IV Kinder, Küche Kicker ,
     
    Das Verhältnis von Frauen und Fußball ist ein komplexes. Und gibt zu ungefähr so vielen Spekulationen Anlass wie das Bernsteinzimmer. Die Bundeskanzlerin erboste in ihrer Neujahrsansprache manch männliches Gemüt, als sie sagte: »Die Frauenfußball-Nationalmannschaft ist ja schon Weltmeister, und ich sehe keinen Grund, warum Männer nicht das Gleiche leisten können wie Frauen.« Vermutlich hatte die Kanzlerin inmitten des ganzen Gesundheitsreformierens keine Zeit, das Feuilleton der FAZ zu lesen. Falls doch, weiß sie jetzt, warum die Männer in diesem Sommer nicht Weltmeister geworden sind: ihretwegen.

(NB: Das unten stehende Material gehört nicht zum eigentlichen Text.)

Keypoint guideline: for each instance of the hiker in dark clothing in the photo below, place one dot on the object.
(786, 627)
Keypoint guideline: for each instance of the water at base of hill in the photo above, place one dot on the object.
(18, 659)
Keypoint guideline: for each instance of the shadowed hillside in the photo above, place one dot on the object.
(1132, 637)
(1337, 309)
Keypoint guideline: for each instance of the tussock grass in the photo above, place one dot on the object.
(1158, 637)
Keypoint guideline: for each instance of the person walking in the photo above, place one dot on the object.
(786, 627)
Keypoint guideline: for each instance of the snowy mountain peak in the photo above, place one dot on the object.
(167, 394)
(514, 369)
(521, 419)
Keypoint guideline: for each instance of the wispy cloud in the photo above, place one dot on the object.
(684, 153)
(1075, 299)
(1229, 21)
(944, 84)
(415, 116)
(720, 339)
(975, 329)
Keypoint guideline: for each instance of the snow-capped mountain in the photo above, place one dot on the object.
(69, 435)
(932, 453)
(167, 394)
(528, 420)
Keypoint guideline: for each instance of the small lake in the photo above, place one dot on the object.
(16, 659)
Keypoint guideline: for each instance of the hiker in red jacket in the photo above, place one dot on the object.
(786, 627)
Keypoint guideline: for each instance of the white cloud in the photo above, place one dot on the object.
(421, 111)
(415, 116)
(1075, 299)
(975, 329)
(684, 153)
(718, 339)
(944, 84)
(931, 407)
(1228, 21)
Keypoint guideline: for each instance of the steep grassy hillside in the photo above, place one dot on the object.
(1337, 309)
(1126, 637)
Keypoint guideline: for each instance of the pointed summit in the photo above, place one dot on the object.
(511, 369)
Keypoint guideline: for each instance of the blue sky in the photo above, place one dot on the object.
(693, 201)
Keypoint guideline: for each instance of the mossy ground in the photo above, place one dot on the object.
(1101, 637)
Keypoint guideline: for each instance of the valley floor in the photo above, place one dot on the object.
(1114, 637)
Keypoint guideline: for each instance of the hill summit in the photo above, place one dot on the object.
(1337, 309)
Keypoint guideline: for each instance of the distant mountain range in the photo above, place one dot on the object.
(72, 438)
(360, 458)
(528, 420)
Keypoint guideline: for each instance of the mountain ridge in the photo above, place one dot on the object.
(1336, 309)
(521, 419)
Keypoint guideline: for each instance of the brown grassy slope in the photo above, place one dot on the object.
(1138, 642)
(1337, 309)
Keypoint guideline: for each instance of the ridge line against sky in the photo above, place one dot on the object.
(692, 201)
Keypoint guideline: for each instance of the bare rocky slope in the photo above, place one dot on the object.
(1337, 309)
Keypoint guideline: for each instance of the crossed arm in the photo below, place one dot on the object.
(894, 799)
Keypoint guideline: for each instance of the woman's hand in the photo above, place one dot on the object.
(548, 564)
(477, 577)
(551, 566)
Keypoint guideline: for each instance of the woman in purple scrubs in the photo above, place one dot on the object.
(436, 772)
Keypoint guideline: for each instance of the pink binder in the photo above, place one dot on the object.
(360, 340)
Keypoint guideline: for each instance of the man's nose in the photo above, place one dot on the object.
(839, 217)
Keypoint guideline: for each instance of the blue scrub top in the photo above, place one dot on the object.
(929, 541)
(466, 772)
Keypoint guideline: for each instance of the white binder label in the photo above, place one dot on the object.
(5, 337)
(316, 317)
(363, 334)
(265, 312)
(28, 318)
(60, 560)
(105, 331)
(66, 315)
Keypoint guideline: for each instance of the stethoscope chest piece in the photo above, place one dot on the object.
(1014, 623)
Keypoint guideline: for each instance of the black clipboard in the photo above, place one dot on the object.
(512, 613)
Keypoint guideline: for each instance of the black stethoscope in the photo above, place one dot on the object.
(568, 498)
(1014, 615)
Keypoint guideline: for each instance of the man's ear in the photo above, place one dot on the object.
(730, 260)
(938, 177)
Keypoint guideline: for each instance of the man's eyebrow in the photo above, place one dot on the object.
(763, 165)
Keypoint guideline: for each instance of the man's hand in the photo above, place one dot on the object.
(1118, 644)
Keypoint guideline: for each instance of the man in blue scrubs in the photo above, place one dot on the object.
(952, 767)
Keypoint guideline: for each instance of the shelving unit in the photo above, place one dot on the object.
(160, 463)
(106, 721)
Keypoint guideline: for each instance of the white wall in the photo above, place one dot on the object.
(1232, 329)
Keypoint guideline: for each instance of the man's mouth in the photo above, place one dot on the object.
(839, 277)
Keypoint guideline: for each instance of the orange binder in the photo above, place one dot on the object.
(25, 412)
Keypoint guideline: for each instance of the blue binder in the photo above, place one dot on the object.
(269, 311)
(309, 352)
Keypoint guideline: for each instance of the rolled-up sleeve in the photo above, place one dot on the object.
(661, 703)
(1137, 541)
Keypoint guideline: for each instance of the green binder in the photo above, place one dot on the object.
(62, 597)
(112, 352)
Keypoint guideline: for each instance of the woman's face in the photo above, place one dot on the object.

    Eigentlich sollte der Journalist Eberhard Rathgeb nur einen Bildband mit dem schönen Titel Die Küche. Lebens- welt – Nutzung – Perspektive rezensieren. Doch unter der Hand geriet ihm die Rezension zu einer Theorie von »Sieg und Niederlage im Heimspiel der Frauen gegen die Männer«. Im Jahre 1982 zettelte der deutsche Gestalter Otl Aicher, dem beispielsweise die Lufthansa ihr Kranichpiktogramm verdankt, eine Küchen-Perestroika an, indem er die Abschaffung der Kochküche forderte und dafür plädierte, die Küche in den Wohnraum zu integrieren: Ein klarer Befreiungsschlag für die Frau am Herd. Und was passierte an der Männerfußballfront? Bei der WM in Spanien verloren die Deutschen im Finale gegen Italien 1:3. Und Rathgeb äußerte den Verdacht, dass die deutschen Männer auch 1974 keine Chance auf den Weltmeistertitel gehabt hätten, wäre Alice Schwarzers Der kleine Unterschied schon ein Jahr früher und nicht erst 1975 erschienen.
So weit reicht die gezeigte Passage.